Primary birthing attendants and birth outcomes in remote Inuit communities - a natural "experiment" in Nunavik, Canada

  1. Fabienne Simonet1,
  2. Russell Wilkins2,
  3. Elena Labranche3,
  4. Janet Smylie4,
  5. Maureen Heaman5,
  6. Patricia Martens5,
  7. William D Fraser1,
  8. Katherine Minich4,
  9. Yuquan Wu1,
  10. Catherine Carry6,
  11. Zhong-Cheng Luo7
  1. 1 University of Montreal, Canada;
  2. 2 Statistics Canada, Canada;
  3. 3 Nunavik Regional Board of Health and Social Services, Canada;
  4. 4 University of Toronto, Canada;
  5. 5 University of Manitoba, Canada;
  6. 6 Inuit Tuttarvingat, National Aboriginal Health Organization, Canada;
  7. 7 Sainte-Justine Hospital, University of Montreal, Canada
  1. E-mail: zhong-cheng.luo{at}recherche-ste-justine.qc.ca
  • Received 10 October 2008
  • Accepted 9 February 2009
  • Published Online First 13 March 2009

Abstract

Background: There is a lack of data on the safety of midwife-led maternity care in remote or Indigenous communities. In a de facto natural "experiment", we assessed birth outcomes by primary birthing attendant in two sets of remote Inuit communities.

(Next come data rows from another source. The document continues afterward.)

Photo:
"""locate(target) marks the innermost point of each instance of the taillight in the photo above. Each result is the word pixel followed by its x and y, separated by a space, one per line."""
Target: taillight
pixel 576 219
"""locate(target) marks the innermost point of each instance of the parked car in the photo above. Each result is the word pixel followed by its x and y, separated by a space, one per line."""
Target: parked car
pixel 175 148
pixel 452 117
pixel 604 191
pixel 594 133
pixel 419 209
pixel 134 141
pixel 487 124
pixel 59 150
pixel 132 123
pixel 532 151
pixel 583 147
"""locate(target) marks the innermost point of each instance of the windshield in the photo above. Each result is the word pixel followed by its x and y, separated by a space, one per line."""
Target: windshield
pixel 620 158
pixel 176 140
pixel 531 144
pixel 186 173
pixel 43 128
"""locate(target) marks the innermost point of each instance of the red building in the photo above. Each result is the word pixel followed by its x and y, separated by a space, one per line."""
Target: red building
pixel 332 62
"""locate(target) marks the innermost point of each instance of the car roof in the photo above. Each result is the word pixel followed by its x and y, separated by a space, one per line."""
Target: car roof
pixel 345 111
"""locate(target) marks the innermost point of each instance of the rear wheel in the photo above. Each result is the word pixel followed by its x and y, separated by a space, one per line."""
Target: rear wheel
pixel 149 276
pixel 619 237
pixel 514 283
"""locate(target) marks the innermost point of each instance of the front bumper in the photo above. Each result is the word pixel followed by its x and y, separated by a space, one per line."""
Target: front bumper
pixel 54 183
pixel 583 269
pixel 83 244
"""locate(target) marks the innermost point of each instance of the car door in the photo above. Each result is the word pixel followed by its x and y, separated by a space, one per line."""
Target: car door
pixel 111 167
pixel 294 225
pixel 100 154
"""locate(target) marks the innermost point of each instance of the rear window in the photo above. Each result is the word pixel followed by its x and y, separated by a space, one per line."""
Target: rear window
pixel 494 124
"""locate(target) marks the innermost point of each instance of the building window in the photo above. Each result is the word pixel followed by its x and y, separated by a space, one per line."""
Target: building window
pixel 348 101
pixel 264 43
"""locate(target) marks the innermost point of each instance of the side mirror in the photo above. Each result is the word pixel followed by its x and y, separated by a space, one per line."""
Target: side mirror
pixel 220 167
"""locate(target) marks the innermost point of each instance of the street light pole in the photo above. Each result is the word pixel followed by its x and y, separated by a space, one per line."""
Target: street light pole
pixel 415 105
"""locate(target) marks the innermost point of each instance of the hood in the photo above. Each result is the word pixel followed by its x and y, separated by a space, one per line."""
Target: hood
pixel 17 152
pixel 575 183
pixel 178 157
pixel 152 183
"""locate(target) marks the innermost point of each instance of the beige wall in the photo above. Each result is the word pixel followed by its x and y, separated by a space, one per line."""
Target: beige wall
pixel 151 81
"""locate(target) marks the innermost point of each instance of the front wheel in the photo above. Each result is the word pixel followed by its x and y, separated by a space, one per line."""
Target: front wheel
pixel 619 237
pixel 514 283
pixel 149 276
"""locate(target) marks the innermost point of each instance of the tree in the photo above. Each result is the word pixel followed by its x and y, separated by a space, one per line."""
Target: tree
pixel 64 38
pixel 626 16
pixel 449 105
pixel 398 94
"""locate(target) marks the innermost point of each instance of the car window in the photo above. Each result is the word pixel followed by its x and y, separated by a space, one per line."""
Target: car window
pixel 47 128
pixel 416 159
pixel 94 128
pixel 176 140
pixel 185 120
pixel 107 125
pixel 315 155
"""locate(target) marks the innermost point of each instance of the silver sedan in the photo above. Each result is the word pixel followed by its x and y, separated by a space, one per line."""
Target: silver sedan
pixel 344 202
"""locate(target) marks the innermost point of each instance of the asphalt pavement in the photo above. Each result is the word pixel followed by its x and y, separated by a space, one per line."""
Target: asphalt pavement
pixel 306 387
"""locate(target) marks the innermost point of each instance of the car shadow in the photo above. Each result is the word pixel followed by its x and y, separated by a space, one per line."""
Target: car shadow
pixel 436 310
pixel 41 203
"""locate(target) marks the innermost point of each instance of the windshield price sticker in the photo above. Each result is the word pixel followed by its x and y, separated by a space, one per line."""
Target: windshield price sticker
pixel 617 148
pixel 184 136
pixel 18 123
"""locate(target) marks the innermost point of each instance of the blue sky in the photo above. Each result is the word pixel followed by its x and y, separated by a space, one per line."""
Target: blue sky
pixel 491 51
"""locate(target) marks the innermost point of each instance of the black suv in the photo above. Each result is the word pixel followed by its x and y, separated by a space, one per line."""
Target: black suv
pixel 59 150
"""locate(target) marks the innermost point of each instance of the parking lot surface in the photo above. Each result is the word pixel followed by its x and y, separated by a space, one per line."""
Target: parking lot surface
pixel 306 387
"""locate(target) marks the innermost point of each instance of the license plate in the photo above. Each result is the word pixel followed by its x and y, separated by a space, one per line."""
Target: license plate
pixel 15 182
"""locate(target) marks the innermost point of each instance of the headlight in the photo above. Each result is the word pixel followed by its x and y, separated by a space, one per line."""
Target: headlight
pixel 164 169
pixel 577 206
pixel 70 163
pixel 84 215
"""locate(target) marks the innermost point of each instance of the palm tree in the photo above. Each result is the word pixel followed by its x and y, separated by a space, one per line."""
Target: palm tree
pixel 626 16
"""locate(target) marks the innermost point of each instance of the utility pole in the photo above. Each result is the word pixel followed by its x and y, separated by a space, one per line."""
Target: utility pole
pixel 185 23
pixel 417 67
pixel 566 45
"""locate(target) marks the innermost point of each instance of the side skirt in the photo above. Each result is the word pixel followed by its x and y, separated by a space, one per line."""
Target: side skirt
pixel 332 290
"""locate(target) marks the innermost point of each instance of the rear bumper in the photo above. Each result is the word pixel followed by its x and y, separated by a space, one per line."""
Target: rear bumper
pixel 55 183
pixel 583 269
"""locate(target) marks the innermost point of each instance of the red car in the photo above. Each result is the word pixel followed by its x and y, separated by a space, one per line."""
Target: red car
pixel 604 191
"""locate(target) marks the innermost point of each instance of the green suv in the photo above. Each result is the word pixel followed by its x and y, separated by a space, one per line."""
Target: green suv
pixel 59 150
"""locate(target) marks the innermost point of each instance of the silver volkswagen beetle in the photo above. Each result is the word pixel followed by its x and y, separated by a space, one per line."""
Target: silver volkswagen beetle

Methods: A geocoding-based retrospective birth cohort study in 14 Inuit communities of Nunavik, Canada, 1989-2000: primary birth attendants were Inuit midwives in the Hudson Bay (1,529 Inuit births) versus Western physicians in Ungava Bay communities (1,197 Inuit births). The primary outcome was perinatal death. Secondary outcomes included stillbirth, neonatal death, postneonatal death, preterm, small-for-gestational-age and low birth weight birth. Multi-level logistic regression was used to obtain the adjusted odds ratios (aOR) controlling for maternal age, marital status, parity, education, infant sex and plurality, community size and community-level random effects.

Results: The aOR (95% confidence interval) for perinatal death comparing the Hudson Bay versus Ungava Bay communities were 1.29 (0.63, 2.64) for all Inuit births, and 1.13 (0.48, 2.47) for Inuit births at >=28 weeks of gestation. There were no statistically significant differences in the crude or adjusted risks of any of the outcomes examined.

Conclusion: Risks of perinatal death were somewhat but not significantly higher in the Hudson Bay communities with midwife-led maternity care as compared to the Ungava Bay communities with physician-led maternity care. Our findings are inconclusive, although the results excluding extremely preterm births are more reassuring concerning the safety of midwife-led maternity care in remote Indigenous communities.